| comment (1) in Stumpage Forecasting, Timber Market Analysis, Wood Demand & Procurement

Local Forest Supplies Tell Different Timber Market Stories

This post includes an excerpt from the Q4 2017 Forisk Research Quarterly feature article, “Local Projections and Pricing Impacts of Timber Supplies in the U.S. South” authored by Amanda Lang, Shawn Baker, and Brooks Mendell

Each year, Forisk estimates future changes in forest inventories by product and specie in the South.  This exercise combines state-by-state analysis of wood demand, forest industry capacity and capital investments by Forisk with current forest supply data from the U.S. Forest Service and modeling by Dr. Bob Abt with SOFAC.  The analysis of timber supplies and wood demand matches the location of wood sources to forest industry manufacturers. The results tell different stories by state – or group of states – across the region.

Grouping states based on similar trends can identify opportunities and support capital allocation decisions. For private pine inventories in the South, states group into three pine inventory profiles based on our 30-year projections. The groupings are roughly geographic, with the Gulf States of Alabama and Mississippi performing similarly, and the southeastern states of Georgia, Florida, and South Carolina form a group. Despite their geographic separation, the South Central states and Atlantic states of North Carolina and Virginia have similar projected inventory patterns to each other.

Sawtimber inventories increase substantially in the Gulf States by 30-40% in the next ten years, stabilizing in fifteen years (Figure 1). The South Central and Atlantic states grow sawtimber more moderately, with 10-year increases that average 17%. Sawtimber forecasts for the Southeastern states and Louisiana are stable to declining over the 20-year projection.
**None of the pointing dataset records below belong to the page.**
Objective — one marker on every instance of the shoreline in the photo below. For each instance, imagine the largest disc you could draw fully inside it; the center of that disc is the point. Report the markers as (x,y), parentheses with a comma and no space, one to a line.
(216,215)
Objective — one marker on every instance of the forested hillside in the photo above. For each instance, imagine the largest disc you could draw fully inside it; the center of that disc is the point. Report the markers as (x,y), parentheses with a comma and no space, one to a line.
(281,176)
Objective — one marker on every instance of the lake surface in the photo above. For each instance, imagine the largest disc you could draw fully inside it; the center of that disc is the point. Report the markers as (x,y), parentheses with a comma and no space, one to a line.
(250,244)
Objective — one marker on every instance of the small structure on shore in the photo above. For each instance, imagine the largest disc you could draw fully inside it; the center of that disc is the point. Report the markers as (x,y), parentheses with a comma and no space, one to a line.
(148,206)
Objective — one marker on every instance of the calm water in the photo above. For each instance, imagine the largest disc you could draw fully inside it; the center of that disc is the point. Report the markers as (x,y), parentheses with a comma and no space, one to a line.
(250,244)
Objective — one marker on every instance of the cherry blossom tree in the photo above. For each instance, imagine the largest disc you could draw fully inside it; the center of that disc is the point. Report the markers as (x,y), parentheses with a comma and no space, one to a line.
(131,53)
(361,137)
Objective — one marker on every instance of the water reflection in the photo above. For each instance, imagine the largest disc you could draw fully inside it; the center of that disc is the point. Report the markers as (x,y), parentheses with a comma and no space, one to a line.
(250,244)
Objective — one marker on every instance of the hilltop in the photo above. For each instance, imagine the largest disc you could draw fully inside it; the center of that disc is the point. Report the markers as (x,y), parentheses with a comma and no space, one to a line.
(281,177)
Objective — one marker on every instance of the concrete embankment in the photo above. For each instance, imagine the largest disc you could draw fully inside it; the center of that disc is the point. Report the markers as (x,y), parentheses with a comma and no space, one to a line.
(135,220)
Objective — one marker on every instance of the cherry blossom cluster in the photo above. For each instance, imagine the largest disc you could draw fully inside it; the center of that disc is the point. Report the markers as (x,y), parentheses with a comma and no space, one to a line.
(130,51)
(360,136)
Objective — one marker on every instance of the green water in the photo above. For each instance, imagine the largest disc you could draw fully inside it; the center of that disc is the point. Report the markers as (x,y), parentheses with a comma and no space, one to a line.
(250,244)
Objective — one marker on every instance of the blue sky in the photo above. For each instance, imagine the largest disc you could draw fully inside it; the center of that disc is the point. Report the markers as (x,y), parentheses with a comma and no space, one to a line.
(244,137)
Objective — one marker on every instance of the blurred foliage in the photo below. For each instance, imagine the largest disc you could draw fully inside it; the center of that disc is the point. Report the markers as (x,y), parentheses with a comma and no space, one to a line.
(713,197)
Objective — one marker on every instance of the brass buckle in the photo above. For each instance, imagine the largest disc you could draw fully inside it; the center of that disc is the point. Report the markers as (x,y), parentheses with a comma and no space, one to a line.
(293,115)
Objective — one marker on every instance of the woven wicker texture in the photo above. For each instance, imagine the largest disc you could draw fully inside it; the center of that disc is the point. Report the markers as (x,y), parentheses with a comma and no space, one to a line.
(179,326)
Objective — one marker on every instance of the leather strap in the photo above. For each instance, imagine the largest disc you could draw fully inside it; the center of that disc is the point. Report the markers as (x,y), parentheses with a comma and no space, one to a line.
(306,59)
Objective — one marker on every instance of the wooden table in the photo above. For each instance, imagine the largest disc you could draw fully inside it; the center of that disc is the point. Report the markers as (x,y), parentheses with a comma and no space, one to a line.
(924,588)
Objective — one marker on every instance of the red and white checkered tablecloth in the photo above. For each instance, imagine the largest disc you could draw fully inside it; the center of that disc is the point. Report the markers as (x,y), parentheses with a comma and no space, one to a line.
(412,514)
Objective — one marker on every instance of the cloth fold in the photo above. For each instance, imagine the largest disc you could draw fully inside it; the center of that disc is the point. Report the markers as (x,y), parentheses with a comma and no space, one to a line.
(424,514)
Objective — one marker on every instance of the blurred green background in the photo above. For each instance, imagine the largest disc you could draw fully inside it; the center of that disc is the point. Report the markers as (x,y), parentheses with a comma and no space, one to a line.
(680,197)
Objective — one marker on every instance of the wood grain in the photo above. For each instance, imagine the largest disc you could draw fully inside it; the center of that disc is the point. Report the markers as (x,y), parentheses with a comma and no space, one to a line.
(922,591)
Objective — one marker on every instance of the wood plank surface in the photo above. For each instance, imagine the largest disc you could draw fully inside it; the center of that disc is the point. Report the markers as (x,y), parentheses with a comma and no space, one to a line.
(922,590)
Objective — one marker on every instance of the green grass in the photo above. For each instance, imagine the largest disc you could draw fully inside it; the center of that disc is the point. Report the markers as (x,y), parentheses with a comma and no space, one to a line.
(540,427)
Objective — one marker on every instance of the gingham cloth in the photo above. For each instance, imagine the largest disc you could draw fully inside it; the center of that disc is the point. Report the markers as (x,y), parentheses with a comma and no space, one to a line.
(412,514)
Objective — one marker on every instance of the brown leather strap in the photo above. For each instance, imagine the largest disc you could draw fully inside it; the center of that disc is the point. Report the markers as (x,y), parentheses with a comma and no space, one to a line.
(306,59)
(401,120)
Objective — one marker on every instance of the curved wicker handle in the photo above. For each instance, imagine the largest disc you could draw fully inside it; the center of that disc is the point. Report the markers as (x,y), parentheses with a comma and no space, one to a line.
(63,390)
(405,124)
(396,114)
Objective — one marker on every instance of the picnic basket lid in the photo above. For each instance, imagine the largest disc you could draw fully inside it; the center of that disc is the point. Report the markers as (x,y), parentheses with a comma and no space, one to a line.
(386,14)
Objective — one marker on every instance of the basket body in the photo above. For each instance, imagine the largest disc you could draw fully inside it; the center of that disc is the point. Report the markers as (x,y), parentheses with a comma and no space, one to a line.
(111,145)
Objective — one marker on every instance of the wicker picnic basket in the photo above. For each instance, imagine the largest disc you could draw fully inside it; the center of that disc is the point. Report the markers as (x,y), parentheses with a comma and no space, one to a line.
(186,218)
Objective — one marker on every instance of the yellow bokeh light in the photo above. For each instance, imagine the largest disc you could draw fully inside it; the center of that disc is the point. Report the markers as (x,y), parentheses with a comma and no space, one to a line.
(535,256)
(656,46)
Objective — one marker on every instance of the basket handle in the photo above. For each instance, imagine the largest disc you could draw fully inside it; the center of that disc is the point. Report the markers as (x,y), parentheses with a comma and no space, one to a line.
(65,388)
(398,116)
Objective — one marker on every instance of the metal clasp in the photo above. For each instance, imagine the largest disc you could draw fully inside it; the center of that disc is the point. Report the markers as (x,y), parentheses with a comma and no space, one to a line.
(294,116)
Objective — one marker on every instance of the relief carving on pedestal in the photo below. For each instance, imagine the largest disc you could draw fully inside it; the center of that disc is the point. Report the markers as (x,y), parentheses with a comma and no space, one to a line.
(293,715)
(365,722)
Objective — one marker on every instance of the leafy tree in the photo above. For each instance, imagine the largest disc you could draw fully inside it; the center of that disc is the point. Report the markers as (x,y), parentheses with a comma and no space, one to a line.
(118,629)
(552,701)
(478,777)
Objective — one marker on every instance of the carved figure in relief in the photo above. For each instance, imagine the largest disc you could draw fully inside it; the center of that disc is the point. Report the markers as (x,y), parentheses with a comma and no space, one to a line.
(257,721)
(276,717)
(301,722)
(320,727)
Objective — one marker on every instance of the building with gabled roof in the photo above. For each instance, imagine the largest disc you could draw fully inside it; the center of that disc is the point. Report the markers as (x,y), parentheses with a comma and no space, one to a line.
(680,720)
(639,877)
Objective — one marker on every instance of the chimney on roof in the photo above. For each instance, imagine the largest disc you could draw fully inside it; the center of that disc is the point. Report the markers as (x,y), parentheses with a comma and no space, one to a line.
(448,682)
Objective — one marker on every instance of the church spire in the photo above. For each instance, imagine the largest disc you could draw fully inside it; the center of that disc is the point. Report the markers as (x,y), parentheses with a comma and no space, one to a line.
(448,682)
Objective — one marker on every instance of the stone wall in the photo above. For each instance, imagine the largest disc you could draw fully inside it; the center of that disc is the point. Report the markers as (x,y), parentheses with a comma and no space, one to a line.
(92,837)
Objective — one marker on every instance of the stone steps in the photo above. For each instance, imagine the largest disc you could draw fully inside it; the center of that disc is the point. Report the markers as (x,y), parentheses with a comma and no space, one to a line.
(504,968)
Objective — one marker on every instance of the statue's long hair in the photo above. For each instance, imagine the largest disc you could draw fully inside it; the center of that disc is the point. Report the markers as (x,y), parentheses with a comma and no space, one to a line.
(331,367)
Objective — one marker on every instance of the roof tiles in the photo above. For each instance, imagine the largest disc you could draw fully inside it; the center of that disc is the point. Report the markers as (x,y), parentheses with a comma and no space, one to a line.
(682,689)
Figure 1. Pine Sawtimber Inventories by State, 2017-2037. Sources: Forisk Consulting, SOFAC, U.S. Forest Service

These forecasts indicate tighter pine sawtimber supplies in the Southeast (Florida, Georgia, South Carolina) and Louisiana. We would expect some ease to the sawtimber overhang downward pressure on timber prices in these areas in the mid-term, which is favorable for timberland investors. In contrast, the Gulf South areas of Alabama and Mississippi show large surpluses of pine sawtimber that continue in the foreseeable future. These supplies represent an opportunity for mill investors and are already attracting manufacturers, with the announcement of GP’s planned new mill in Talladega and Interfor’s announcement of a greenfield mill somewhere in the mid-South in the next two years.

Today, the South has five more years of pine sawtimber inventory on the stump relative to annual removals than before the recession. The recession reset the “normal” relationship of supplies to removals in the South. Returning to pre-recession levels of inventory to removals requires Southern softwood lumber production to increase 50% beyond Forisk projections, from 23 BBFT in five years to 35 BBFT of annual production. This would be roughly equivalent to the current lumber production of the entire U.S. The true stories for timberland owners and wood-using firms reveal themselves locally. The balance of supply and demand varies by market, with some already demonstrating responsive prices while others require the hard work of building up wood-using capacity to absorb and leverage the accumulated supplies.

Forisk thanks Dr. Bob Abt with SOFAC for his assistance with this research.

 To learn more about the Forisk Research Quarterly (FRQ), click here or call Forisk at 770.725.8447.

Comments (1)

  1. J Willis / Reply

    “Returning to pre-recession levels of inventory to removals requires Southern softwood lumber production to increase 50% beyond Forisk projections, from 23 BBFT in five years to 35 BBFT of annual production.”

    or … dramatic increase in log exports out of the Southeast

    think …

    Very recent Panama Canal expansion
    China’s $350 B trade deficit
    Trump’s demand of Xi to close that deficit by $200 B, NOW
    $WY sinking major bucks into a deep south Timber export facility (listen to most recent quarterly earnings conference call.)

    And, suddenly, SE stump backlog is GONE.

    Its a freshman mistake to be making predictions about US Timber supply/demand right now, until we get firm direction from Xi.